厳密な山の話じゃないけど、自分はだだっ広い平野の田舎生まれで、山は遠くに青く見えるだけ。
そんな土地で『やま』というのは、普通の日本語で『森』のことだ。(『もり』は『林』)
九州の山国から嫁いできた母は、最初「やま抜けて行く」と言われて、きょとんとしたそうだ。
そんな『やま』も今は切り開かれて少なくなったんだが、まだ残ってるとこもある。
市内の中学校の周りがそう。
その中学に学校交流とか練習試合で行く時は、「やまに気をつけろ」って言われる。
『やま』に入って、中学校にたどり着けないことがよくあるからだ。
『やま』に入る前はちゃんと中学校が見えてるし、方向を確認して入るんだが、『やま』に入った途端、中学校が見えなくなって方向も間違って迷子になる。
中学校が見えてるのに、どうやってもたどり着けない、ってこともあるそうだ。
中学校の門までちゃんと道がつけてあるのに、迷子が出る。
鬱蒼としてるわけでもない、普通の雑木林なのに。
毎年4、5月に、一年生と新しく赴任した教師が迷子になっても、騒がれなかったらしい。
自分も練習試合に行くと間違いなく迷子になったけど、なんで迷うのか納得行かなくてムカついたなぁ。
一度、向こうの部員が見たいっつったじいちゃんの居合い刀(使用済み)を持ってった時は、迷わなかったけど。
今は県道が通って跡形もないけど、自分の行った高校の裏門辺りにも『やま』があった。
親が同じ高校出身なんだけど、うちから高校まで歩いて15分もないのに、『やま』を抜けたら異常に時間がたってて遅刻、ってことがよくあったらしい。

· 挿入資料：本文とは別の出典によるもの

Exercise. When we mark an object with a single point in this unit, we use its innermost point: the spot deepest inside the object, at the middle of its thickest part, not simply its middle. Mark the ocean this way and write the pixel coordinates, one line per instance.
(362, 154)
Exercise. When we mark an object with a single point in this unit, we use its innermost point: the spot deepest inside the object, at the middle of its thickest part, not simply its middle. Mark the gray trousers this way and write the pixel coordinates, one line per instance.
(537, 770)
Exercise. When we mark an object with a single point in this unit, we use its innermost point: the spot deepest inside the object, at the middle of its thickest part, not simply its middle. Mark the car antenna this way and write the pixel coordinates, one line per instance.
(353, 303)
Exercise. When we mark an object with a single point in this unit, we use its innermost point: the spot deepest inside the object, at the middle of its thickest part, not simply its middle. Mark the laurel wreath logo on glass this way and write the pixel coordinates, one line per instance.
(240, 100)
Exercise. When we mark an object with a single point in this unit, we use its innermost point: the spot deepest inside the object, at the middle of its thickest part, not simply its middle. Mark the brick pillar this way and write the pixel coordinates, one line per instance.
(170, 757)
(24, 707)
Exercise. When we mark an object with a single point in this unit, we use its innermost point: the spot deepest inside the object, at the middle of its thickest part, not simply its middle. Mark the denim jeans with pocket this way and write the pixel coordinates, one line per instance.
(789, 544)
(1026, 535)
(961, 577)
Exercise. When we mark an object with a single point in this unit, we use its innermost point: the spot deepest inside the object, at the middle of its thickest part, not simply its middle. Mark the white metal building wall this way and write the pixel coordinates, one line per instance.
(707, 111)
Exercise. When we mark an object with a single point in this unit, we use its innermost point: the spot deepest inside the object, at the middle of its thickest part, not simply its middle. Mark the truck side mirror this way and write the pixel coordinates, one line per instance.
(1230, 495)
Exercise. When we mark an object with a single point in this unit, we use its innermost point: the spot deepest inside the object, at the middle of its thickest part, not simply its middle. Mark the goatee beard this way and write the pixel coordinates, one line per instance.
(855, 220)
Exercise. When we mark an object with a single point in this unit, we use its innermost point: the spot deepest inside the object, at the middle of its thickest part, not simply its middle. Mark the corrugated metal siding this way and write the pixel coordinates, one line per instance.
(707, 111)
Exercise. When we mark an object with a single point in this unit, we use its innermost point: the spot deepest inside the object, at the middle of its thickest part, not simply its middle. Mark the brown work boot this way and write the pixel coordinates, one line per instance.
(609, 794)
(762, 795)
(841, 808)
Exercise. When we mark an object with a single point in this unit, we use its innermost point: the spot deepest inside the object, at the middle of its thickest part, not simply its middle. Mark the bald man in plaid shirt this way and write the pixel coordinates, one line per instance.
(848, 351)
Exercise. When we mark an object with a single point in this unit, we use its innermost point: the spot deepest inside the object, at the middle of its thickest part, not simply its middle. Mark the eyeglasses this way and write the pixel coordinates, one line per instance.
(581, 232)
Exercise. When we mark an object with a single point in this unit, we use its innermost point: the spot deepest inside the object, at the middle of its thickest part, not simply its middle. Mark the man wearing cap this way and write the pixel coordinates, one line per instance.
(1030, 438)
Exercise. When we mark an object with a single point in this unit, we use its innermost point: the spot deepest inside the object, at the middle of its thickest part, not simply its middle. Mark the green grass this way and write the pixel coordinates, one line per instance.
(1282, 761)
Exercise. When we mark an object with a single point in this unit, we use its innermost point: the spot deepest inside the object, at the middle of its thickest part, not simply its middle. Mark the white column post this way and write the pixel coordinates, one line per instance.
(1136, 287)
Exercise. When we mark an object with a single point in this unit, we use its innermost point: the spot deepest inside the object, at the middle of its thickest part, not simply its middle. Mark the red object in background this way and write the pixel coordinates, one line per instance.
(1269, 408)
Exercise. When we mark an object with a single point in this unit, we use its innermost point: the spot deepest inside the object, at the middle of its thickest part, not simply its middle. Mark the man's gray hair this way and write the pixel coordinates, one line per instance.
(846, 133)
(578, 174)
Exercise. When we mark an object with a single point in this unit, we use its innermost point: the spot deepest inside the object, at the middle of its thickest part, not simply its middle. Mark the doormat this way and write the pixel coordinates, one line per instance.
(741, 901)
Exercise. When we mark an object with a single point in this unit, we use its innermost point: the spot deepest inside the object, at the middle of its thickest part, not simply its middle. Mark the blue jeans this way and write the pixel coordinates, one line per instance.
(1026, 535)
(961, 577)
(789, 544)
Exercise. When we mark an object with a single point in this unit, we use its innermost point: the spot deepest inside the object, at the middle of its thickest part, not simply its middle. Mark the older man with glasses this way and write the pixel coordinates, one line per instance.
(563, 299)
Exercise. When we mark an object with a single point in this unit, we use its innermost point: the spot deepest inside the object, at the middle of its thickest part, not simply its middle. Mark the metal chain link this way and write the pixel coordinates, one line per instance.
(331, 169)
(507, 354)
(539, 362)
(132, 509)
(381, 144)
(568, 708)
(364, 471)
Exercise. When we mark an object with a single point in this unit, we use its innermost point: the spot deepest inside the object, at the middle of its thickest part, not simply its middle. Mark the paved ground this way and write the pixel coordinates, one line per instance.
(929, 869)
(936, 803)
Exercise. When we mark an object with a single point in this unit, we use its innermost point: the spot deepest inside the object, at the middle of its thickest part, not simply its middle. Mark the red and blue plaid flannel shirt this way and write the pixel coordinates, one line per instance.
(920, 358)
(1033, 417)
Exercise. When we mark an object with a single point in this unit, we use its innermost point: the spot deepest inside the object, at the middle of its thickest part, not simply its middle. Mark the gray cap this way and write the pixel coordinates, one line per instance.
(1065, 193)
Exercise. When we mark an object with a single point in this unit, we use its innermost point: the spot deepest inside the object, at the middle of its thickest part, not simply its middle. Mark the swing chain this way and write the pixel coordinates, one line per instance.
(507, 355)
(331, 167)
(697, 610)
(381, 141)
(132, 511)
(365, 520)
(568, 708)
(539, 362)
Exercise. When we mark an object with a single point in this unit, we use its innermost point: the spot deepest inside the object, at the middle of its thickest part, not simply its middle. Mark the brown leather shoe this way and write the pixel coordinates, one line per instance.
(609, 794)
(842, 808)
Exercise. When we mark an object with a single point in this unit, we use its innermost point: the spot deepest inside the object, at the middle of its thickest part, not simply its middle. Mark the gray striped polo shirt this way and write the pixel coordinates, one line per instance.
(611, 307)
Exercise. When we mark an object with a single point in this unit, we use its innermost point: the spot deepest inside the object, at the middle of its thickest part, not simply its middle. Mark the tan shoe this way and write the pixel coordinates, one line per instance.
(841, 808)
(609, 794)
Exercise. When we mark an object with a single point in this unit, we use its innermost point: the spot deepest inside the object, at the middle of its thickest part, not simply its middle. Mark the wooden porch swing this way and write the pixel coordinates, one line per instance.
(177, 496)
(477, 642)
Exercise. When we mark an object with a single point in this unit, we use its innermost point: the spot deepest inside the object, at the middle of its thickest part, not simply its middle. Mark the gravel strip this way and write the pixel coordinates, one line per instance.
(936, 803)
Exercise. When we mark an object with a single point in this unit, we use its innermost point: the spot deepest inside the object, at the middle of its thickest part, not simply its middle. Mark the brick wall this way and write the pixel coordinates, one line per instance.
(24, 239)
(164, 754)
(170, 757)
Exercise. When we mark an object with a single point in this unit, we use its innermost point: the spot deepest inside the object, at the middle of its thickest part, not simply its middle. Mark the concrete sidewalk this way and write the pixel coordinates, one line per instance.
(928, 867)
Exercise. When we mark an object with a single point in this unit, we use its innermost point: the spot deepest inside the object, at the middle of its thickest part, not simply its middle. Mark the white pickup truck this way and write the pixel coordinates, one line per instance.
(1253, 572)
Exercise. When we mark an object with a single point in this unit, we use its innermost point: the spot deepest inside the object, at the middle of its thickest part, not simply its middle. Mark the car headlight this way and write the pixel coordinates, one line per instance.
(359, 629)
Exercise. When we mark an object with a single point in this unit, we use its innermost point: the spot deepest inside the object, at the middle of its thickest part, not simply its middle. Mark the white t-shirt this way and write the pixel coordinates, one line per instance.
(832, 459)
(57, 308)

親だけじゃなくて、裏門使ってる生徒が大抵経験してるから、学校が『やま』の入り口と途中に時計つけてたって(笑)
でも裏門で待ってる教師は、絶対『やま』に入って遅刻生徒を急かさなかったんだってさ。
門に立って「遅刻するなよー」「早くしろよー」って。
教師も迷子になるのが怖かったんじゃね。
そういうおかしな事をする森を『やま』って言ってたのかなーと思う。
このスレにあるみたいに、山って人を惑わしたりするから。
今は跡形もない高校裏門の『やま』だけど、アスファルトで舗装されたきれいな道の真ん中に、今でも蛇イチゴが生える。
『やま』の一部を使って作ったサッカー場の時計は、気がつくと狂ってたりする。
あの土地は、まだ自分を『やま』だって思ってんだろうな。